Recommendation engines could be beneficial for many applications as they can directly add value and lead to greater engagement for users. However, there is significant overhead in implementing a custom solution and many off-the-shelf engines have overcomplicated APIs, or try to be infinitely scalable which is not needed by most applications.
In this post I introduce the Good Enough Recommendation (GER) engine. GER (pronounced like this) is built to be easily usable through a simple API, as well as being reasonably fast and scalable, to let developers focus on their applications and not a recommendation engine.
Good Enough is All You Need (Right Now)
A recommendation engine is a feature (not a product) — Why You Should Not Build a Recommendation Engine
When developing a product, the recommendation engine is a secondary consideration (unless the product is a recommendation engine). Building a custom engine is a difficult and time consuming challenge, and many existing engines are complex to setup and get running. These problems make many developers choose not to use a recommendation engine, even if there could benefit their application.
GER’s goal is to let developers easily integrate a recommendation engine that is satisfactory for their product, and not overly complex to get up and running.
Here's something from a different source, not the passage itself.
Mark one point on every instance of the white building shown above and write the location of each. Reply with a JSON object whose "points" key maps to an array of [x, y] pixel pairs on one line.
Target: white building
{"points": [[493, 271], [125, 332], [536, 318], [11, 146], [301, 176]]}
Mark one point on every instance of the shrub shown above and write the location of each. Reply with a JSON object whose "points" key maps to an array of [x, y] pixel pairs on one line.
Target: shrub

As your product grows and becomes successful, if your recommendations need finer configuration or greater scale, then other solutions like Apache Mahout can be used. But right now, if you want to add a recommendation engine, then GER will be good enough.
GER and its API
GER is a collaborative filtering calculator. Events go into GER and predictions about future events come out.
Its API includes only four ‘types’: person:String, a thing:String, and an action:String that has a weight:Integer.
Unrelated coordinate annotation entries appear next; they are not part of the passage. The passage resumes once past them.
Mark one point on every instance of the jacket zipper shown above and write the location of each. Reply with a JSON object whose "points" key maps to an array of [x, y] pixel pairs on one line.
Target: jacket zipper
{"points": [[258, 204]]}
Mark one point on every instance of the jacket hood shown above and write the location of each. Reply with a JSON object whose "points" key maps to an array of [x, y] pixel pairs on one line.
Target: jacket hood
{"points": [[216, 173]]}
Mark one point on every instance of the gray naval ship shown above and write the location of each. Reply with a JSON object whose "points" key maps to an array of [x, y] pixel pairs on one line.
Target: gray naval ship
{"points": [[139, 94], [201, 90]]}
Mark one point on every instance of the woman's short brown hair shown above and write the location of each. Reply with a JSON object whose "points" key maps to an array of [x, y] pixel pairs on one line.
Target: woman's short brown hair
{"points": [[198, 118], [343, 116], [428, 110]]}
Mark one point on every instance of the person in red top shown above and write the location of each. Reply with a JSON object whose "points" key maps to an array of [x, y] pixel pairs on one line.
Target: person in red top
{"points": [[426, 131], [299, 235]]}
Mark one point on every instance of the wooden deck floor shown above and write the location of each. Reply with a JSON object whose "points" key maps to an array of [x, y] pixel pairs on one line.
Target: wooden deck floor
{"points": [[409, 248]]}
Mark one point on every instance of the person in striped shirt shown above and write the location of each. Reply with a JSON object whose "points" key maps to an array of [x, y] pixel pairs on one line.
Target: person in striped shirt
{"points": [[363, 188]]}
An event is a person performing an action on/to a thing, e.g. “ann” “buys” “product_1”:
event(person, action, thing)
Each action has a weight (defaulting to 1) which determines how important it is to GER’s predictions, e.g. buying is more important than viewing. The weight of an action can be altered with:
set_action_weight(action, weight)
GER can return an ordered list of recommended things for a person to action, e.g. recommend things for “ann” to “buy”:
reccommendations_for_person(person, action)
GER calculates these recommendations by:
- finding a list of similar people to the person
- then finding things those similar people have actioned
- each thing is then scored and sorted based on the number and similarity of the people who have actioned it.
GER contains no business rules, limited configuration, and almost no setup required. The benefit is that it is fast and easy to understand, sacrificing the infinite scalability and endless configurations of other engines.
Technology
I plan to write more posts about the inner workings and development of GER, as it was really challenging and fun to create. Here is a brief description of GER:
- GER is implemented in Node.js
- using CoffeeScript
- with Q promises and knex for understandable, asynchronous code.
- GER was developed in a TDD style, and is well tested using Mohca, Chai and Sinon.
Accuracy
It would be impossible to state how accurate GER is for a specific application. However, in the interest of testing GER, I have performed some of my own little experiments.
I took 7 months worth of events where users viewed or purchased products. I then used the first month of events and added them GER. I weighted the purchasing action to 100, and the viewing action to 1. These were intuitive weights gained through trial and error, not rigorous optimisation.
I then selected user events from the last 6 months where:
- the user had at least 10 events in the first month (to select users with a reasonable chance for prediction)
- purchased at least one thing in the last 6 months that GER knew about
From there I selected 500 random purchase events and compared each of them to GER’s top 10 recommendations for the purchasing person. The results were:
- about 16% of the purchases were in the 10 predicted things by GER
- The mean position for a correct prediction was 2.5
- GER recommendations took on average 124.8ms to complete
For a control, I compared GER’s recommendations against just always recommending the top 10 purchased things. The results for this control were:
- 5% of the purchases were in the top 10
- The mean position for a purchase in the top 10 was 3.5
These are very positive results that show with limited bootstrapping (only one months worth of data) and a naive configuration GER was able to:
- predict a significant amount of user actions.
- have a high accuracy in what was predicted.
- return results significantly better than a top 10 list
Things Left To Do
GER is not finished, there are many things left to complete and this post was just an introduction to get some feedback. I still need to make GER an easily deployable micro-service and increase documentation and tools to support GER’s use.
GER would be more usable if it were wrapped into a micro-service. To easily deploy GER it could be further wrapped into a Docker container which would greatly simplify integration.
Documentation for GER is lacking. I will iteratively improve this as I continue to develop it.
Conclusion
Watch this space, as GER continues to be developed. Go try it out, and as always, comments and feedback are welcome.
Thanks to Cam Evans for the thumbnail image
Other Recommendation Engines and Links
There are some great recommendation engines and other resources I came across when developing GER:
A Comparative Study of Collaborative Filtering Algorithms is a paper going over many different collaborative filtering algorithms, implementations and characteristics.
The Algorithm Design Manual is a really useful book when thinking about designing and implementing algorithms.
PredicionIO is a larger, more product based recommendation application.
Apache Mahout is a a massively scaleable engine that can use clusters of computers executing many different algorithms.
Raccoon was the initial inspiration for GER and a recommendation engine written in Node.js using Redis.